Но он не мог больше сомневаться в реальности любви, ибо Сам Бог извечно любил его душу божественной любовью. Постепенно, по мере того как душа его наполнялась духовным знанием, мир представал перед ним огромным, стройным выражением божественного могущества и любви. Жизнь становилась божественным даром, и за каждый радостный миг ее — даже за созерцание листочка на ветке дерева — душа его должна была славить и благодарить Подателя. При всей своей конкретности и сложности мир существовал для него не иначе как теорема божественного могущества, любви и вездесущности. И столь целостным и бесспорным было это дарованное его душе сознание божественного смысла во всей природе, что он с трудом понимал, зачем ему, собственно, продолжать жить. Но, вероятно, его жизнь была частью божественного предначертания, и не ему, согрешившему так мерзко и тяжко, вопрошать о смысле. Смиренная, униженная сознанием единого, вечного, вездесущего, совершенного бытия, душа его снова взваливала на себя бремя обетов, месс, молитв, причащения святых тайн и самоистязаний; и только теперь, скорбя над великой тайной любви [125] , он ощутил в себе теплое движение, словно в нем зарождалась новая жизнь или новая добродетель. Поза благоговейного восторга в духовной живописи: воздетые и разверстые руки, отверстые уста, затуманенные глаза стали для него образом молящейся души, смиренной и замирающей перед своим Создателем.
125
Скорбя над великой тайной любви — парафраз строки одного из любимейших стихотворений Джойса, «Песни Фергуса» Йейтса.

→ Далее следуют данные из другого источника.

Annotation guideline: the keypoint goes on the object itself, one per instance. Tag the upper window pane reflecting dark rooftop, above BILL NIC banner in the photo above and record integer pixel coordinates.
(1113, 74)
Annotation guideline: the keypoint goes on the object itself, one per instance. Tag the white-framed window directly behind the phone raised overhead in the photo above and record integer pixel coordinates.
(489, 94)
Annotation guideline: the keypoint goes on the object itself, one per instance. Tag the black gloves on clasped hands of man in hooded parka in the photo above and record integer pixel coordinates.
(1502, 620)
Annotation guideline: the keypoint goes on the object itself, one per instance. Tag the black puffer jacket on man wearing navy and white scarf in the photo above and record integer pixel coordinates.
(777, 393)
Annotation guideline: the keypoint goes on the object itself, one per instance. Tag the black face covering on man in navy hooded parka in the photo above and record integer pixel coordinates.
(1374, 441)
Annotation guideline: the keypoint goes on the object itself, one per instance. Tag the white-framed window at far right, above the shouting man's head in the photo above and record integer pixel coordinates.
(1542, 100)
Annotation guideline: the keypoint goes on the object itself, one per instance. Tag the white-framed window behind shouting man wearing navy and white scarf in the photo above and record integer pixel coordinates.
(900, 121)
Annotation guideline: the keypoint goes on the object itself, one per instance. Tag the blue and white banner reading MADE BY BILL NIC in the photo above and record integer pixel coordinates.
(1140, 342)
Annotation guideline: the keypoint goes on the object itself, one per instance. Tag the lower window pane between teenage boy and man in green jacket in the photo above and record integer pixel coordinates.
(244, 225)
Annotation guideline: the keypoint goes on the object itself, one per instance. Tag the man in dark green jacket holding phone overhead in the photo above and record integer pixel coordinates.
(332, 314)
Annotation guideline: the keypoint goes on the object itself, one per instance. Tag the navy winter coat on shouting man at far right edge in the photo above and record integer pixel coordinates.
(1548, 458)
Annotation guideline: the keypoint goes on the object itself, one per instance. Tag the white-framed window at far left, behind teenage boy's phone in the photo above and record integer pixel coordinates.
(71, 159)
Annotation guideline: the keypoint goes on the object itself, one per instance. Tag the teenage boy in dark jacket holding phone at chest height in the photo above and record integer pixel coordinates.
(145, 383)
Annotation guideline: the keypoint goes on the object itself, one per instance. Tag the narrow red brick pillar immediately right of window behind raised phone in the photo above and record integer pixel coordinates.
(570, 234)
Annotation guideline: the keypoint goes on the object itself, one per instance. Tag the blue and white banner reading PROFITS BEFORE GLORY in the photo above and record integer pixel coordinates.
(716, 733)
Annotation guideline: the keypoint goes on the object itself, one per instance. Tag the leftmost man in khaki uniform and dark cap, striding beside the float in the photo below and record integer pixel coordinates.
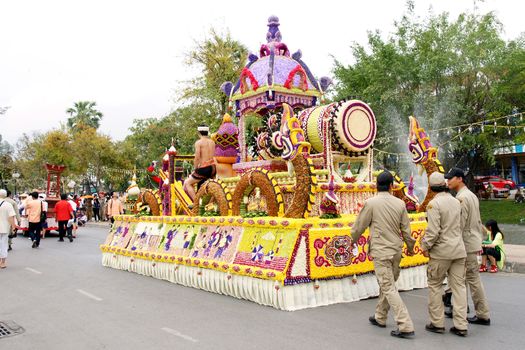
(389, 225)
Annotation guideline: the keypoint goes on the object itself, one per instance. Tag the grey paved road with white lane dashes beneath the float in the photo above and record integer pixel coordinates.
(65, 299)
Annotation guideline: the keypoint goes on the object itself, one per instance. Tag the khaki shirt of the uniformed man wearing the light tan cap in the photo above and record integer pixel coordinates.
(442, 237)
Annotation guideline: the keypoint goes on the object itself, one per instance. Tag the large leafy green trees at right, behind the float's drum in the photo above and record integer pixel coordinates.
(446, 72)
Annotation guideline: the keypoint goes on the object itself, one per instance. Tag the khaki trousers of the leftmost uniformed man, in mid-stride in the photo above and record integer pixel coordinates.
(387, 273)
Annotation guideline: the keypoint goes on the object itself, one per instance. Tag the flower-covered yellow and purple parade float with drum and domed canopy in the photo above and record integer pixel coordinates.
(275, 227)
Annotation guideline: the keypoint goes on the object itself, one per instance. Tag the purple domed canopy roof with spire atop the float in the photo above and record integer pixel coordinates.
(274, 77)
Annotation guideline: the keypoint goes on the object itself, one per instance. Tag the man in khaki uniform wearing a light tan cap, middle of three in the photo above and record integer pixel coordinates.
(444, 244)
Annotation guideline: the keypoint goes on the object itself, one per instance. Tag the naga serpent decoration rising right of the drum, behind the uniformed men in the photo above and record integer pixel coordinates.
(424, 155)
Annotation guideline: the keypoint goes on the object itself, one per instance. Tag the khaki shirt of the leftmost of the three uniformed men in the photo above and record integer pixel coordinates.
(389, 225)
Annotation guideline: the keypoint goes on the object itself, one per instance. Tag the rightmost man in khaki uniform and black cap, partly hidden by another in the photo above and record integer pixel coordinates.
(473, 234)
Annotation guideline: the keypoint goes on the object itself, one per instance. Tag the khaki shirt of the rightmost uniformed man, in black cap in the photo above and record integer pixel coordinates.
(471, 226)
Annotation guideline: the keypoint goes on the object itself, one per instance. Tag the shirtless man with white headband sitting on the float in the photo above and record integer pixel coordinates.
(204, 162)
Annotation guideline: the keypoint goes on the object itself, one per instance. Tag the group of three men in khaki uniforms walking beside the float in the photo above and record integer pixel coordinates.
(452, 241)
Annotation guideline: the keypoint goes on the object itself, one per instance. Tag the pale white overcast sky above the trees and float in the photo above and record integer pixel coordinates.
(128, 55)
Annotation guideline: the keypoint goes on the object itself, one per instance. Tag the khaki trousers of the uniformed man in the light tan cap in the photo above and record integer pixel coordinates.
(437, 270)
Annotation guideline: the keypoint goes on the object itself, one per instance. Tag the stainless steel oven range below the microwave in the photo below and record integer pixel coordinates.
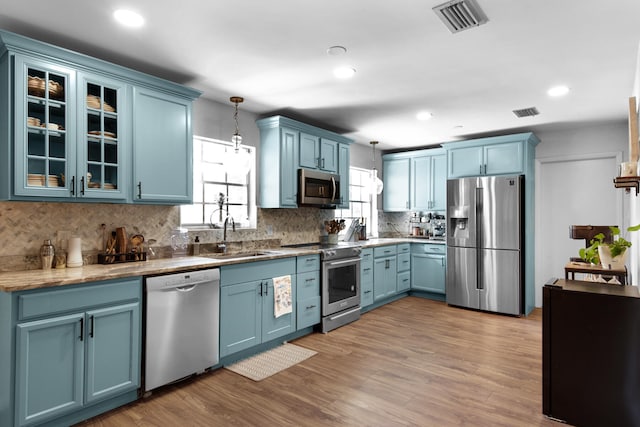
(340, 277)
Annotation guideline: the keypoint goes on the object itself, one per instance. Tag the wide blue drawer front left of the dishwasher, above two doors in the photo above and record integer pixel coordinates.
(77, 298)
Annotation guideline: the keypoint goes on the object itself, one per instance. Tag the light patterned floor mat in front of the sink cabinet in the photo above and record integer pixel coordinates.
(271, 362)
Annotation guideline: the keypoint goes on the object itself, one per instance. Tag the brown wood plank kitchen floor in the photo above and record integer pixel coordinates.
(412, 362)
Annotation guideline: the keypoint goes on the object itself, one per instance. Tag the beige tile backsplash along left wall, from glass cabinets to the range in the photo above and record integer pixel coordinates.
(25, 225)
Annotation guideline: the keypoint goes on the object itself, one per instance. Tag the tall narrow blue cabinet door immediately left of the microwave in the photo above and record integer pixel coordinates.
(288, 168)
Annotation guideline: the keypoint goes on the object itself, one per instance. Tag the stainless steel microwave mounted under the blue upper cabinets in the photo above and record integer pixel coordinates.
(317, 188)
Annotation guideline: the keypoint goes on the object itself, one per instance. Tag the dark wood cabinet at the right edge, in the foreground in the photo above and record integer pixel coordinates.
(591, 353)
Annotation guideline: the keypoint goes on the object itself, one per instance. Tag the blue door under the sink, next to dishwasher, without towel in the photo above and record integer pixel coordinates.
(240, 317)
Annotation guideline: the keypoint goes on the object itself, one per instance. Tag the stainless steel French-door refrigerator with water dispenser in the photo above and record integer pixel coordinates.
(485, 263)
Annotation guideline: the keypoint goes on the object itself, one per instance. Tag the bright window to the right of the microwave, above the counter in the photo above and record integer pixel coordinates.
(361, 203)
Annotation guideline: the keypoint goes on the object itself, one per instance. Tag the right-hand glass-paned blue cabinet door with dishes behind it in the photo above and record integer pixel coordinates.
(102, 140)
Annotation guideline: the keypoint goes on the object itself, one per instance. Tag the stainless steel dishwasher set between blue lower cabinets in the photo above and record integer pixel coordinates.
(182, 325)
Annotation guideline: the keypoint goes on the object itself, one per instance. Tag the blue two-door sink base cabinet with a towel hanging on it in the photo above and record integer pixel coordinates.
(247, 315)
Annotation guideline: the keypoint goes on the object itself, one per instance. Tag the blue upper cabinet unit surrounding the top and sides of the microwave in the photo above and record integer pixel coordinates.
(287, 145)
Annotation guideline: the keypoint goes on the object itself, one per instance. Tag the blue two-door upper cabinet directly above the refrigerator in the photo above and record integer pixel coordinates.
(510, 154)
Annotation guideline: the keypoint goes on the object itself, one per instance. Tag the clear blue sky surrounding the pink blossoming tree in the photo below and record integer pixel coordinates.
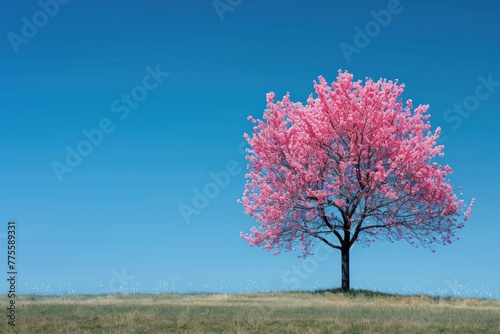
(112, 221)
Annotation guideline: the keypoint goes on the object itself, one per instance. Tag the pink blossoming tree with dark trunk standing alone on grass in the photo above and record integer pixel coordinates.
(352, 165)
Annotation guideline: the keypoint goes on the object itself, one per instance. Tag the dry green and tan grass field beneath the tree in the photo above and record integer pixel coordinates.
(280, 312)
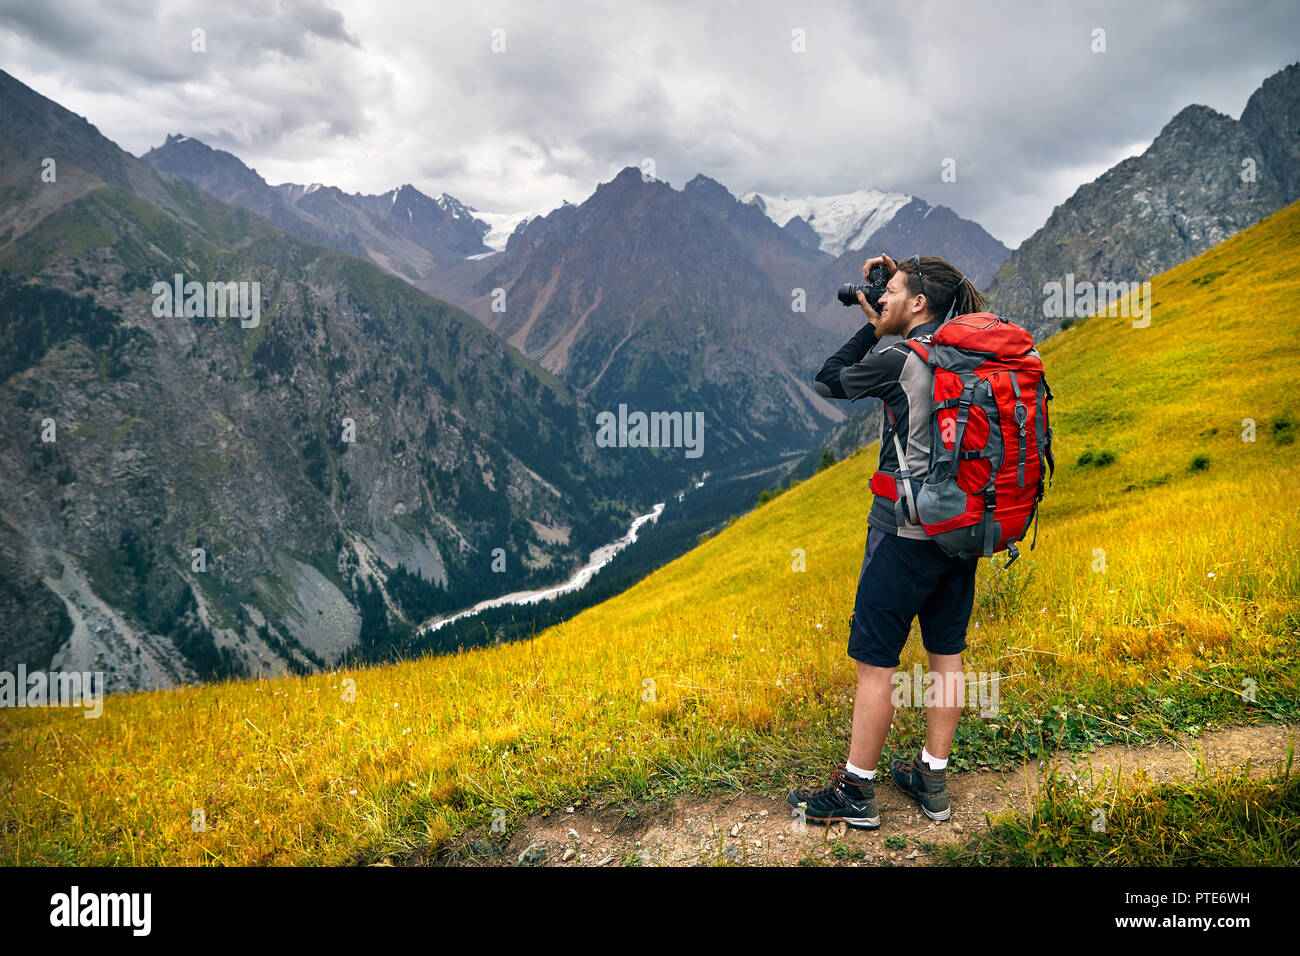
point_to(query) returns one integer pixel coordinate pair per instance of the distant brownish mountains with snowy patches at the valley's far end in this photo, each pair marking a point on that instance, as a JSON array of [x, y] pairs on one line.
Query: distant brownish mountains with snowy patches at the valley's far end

Но, зная об опасностях духовной экзальтации, он не позволял себе отступить даже от самого незначительного канона, стремился непрестанными самоистязаниями искупить греховное прошлое, а не достигнуть чреватой опасностью лжесвятости. Каждое из пяти чувств он подвергал суровым испытаниям. Он умерщвлял зрение; заставлял себя ходить по улицам с опущенными глазами, не смотря ни направо, ни налево и не оглядываясь. Он избегал встречаться взглядом со взглядами женщин. А читая, поднимал глаза, иногда внезапно, мгновенным усилием воли отрываясь на середине неоконченной фразы, и захлопывал книгу. Он умерщвлял слух; не следил за своим ломающимся голосом, никогда не позволял себе петь или свистеть и не делал попыток избежать звуков, причинявших ему болезненное раздражение, например, скрежета ножа о точило, скрипа совка, сгребающего золу, или стука палки, когда выколачивают ковер. Умерщвлять чувство обоняния было труднее, так как он не испытывал инстинктивного отвращения к дурным запахам: будь то уличные, вроде запахов навоза или дегтя, или запахи его собственного тела, дававшие ему повод для сравнений и разных любопытных экспериментов. В конце концов он установил, что его обонянию претит только вонь гнилой рыбы, напоминающая запах застоявшейся мочи, и пользовался каждым случаем, чтобы заставлять себя переносить эту вонь. Он умерщвлял чувство вкуса: принуждал себя к воздержанию, неуклонно соблюдал все церковные посты, а во время еды старался не думать о пище. Но особенную изобретательность он проявил, умерщвляя чувство осязания. Он никогда не менял положение тела в постели, сидел в самых неудобных позах, терпеливо переносил зуд и боль, старался держаться подальше от тепла, всю мессу, за исключением чтения Евангелия, простаивал на коленях, не вытирал лица и шеи после мытья, чтобы было чувствительней прикосновение холодного воздуха. Если в руках у него не было четок, он плотно, как бегун, прижимал их к бокам, а не держал их в карманах и не закладывал за спину.